I had CPD in the city for half of today.
I always have an element of anxiety walking into the room. Above and beyond, that is, the usual walk-into-the-room anxiety I have.
There’s always a solid chance that an ex-colleague will be there. Given the fairly toxic work environment I used to be in, the very high turnover, and the very senior role I had that involved, hiring, firing and performance management, there’s every chance these people would be hoping just as much I’m not there when they walk in the room.
But today I got lucky. I walked in and one of my most favourite people in the world was there. One of the two colleagues that really helped me through the God-awful last 12 months in that place. She is one of those people that simultaneously grounds you and makes you feel everything is right with the world. It was so lovely to see her.
I need to expand my social circle. A close friend has been in Europe for a few weeks, and with her being gone, I’ve come to realise how few people there really are in my life. Beyond the boy, that is.

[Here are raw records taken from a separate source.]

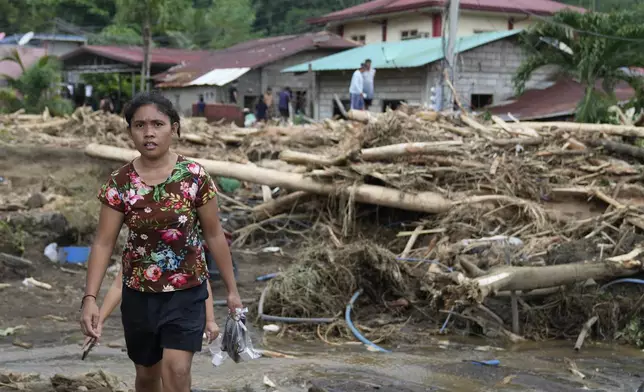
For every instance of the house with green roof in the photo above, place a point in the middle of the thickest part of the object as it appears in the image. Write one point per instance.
(410, 71)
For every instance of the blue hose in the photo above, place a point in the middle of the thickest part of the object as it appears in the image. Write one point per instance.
(625, 280)
(356, 333)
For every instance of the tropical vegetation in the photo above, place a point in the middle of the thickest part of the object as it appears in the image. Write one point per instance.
(35, 89)
(595, 49)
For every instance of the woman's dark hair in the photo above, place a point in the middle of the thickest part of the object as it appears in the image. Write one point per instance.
(162, 103)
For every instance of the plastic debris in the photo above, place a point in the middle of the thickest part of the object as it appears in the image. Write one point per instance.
(31, 282)
(51, 252)
(271, 328)
(269, 383)
(235, 342)
(11, 330)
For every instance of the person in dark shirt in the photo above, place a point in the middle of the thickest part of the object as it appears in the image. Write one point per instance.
(201, 106)
(261, 110)
(284, 101)
(232, 92)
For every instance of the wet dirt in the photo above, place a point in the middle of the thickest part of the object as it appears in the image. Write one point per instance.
(48, 321)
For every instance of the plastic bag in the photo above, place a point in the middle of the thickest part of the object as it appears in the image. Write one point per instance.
(235, 342)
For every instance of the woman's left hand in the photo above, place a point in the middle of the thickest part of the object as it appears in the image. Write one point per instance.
(212, 331)
(234, 302)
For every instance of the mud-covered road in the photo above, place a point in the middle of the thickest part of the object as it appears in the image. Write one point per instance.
(47, 321)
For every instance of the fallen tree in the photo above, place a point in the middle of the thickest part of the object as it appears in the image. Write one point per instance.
(429, 202)
(535, 278)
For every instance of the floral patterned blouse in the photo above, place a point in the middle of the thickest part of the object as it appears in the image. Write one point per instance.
(164, 250)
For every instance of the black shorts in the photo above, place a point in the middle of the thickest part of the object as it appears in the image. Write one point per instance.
(154, 321)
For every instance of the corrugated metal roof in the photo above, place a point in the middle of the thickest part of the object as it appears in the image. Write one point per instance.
(380, 7)
(28, 55)
(134, 54)
(13, 39)
(219, 77)
(560, 99)
(252, 54)
(403, 54)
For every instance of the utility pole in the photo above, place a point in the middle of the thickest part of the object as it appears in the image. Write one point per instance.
(450, 55)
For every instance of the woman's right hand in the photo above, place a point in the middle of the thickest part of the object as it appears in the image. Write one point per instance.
(90, 316)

When I got sick I kind of folded in on myself – partly through necessity, to preserve myself mentally and physically, and partly because I don’t really need that big a reason to enable my introverted self.
I still like being alone. Being alone isn’t lonely for me. I work from home four days a week now, and I really enjoy being in the house by myself. People ask me if I miss having colleagues and working in an office and the answer is genuinely no.

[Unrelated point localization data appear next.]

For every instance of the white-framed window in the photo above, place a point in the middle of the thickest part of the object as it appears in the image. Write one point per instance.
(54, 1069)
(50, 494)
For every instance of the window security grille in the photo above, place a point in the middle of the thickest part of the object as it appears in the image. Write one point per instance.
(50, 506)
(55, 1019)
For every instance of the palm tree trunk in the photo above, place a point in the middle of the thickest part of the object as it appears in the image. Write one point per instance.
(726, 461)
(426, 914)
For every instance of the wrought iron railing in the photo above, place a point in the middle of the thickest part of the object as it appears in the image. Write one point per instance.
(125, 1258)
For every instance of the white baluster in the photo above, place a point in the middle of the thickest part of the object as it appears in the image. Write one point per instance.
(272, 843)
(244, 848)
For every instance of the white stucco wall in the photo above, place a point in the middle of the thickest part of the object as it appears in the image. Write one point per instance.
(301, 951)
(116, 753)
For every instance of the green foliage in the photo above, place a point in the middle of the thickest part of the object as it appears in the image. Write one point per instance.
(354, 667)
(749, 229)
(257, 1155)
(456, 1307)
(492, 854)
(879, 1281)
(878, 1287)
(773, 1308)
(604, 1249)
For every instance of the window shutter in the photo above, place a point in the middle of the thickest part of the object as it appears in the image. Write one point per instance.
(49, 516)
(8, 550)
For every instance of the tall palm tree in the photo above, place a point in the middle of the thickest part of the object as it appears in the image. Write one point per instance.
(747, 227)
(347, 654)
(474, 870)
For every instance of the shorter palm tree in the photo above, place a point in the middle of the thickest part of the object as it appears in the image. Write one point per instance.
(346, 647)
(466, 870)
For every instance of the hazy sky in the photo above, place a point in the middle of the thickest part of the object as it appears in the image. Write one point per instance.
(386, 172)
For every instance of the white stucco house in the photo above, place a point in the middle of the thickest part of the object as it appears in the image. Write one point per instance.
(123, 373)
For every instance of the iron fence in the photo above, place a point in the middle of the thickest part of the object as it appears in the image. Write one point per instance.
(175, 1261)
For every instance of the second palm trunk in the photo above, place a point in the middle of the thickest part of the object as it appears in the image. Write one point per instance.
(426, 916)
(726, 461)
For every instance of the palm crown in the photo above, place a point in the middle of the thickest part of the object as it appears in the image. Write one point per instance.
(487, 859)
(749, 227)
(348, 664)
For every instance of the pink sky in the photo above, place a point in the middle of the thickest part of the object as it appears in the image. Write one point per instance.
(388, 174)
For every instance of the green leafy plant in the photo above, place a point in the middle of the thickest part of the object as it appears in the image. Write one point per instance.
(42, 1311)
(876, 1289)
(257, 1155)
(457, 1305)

But I do think sometimes it would be nice to have a group of closer friends I could reach out to on the weekend. And I feel it more acutely when one of my small group of close friends, for whatever reason, isn’t here.

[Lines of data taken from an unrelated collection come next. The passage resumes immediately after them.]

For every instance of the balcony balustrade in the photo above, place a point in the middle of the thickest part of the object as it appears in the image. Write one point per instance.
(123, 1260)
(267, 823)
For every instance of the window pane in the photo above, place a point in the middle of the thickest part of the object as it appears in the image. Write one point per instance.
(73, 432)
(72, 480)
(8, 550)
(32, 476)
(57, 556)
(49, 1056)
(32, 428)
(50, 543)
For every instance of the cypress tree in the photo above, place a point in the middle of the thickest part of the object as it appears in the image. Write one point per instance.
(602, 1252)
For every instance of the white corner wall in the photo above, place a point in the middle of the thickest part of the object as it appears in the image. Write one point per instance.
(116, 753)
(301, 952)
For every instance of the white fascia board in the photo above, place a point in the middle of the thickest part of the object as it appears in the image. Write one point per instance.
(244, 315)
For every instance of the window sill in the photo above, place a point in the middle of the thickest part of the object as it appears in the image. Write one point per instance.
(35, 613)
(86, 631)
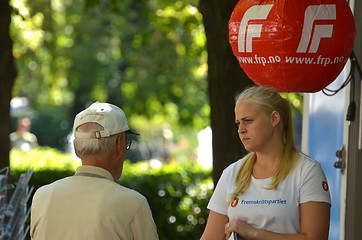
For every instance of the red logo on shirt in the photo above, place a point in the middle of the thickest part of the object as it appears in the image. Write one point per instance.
(325, 186)
(235, 202)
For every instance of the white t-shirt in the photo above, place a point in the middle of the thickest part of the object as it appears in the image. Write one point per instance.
(272, 210)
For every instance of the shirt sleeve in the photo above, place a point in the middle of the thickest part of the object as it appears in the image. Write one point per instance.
(218, 200)
(142, 225)
(314, 186)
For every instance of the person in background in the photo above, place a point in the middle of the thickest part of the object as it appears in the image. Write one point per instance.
(275, 191)
(90, 204)
(23, 139)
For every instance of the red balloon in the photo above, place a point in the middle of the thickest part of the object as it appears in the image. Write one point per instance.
(292, 45)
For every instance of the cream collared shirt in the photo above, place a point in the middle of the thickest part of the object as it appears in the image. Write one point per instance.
(90, 207)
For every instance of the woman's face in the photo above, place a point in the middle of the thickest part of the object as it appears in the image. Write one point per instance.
(255, 128)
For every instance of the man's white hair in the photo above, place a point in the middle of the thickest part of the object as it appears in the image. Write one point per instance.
(93, 145)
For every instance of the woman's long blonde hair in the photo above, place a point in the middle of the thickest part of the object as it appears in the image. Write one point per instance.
(268, 100)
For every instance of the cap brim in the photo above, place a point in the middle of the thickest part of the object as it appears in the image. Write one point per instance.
(132, 132)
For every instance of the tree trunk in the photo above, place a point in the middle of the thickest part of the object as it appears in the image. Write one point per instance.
(226, 79)
(8, 74)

Today I am grateful for the person I saw today. There was one particular day in that job, around 3 weeks before I finally left, that is possibly one of the worst days of my whole life. I got a bad decision on a visa application, and having balanced on a mental health precipice for months, I lost myself and my balance completely. I don’t remember very much about what happened after that. I remember getting up out of my chair and stumbling from my desk to the front of the office just saying, over and over again, ‘No. No. No. No.’ I remember sobbing and not being able to stop. I remember having trouble breathing and having chest pains so bad I couldn’t straighten up. I remember leaving the office and not being sure if I could bring myself to go back.
But I also remember this person being there. She came to find me when she found out what happened and she sat with me, quietly being there, until the earth righted itself and I could think straight. She dealt with the fall out from the Partners and held them at bay for the rest of the day so I didn’t have to speak to them. Since then she is a constant source of wisdom and guidance and has been there every time I’ve needed her.
One positive thing about myself today: I can be very patient. I’ve been coordinating a weekend away with my family for my brother’s birthday, and it’s honestly like herding cats. But I’ve managed to coordinate for everyone to be in the same place on the same weekend (or, at least, I think I have) and so far everyone is still talking to one another.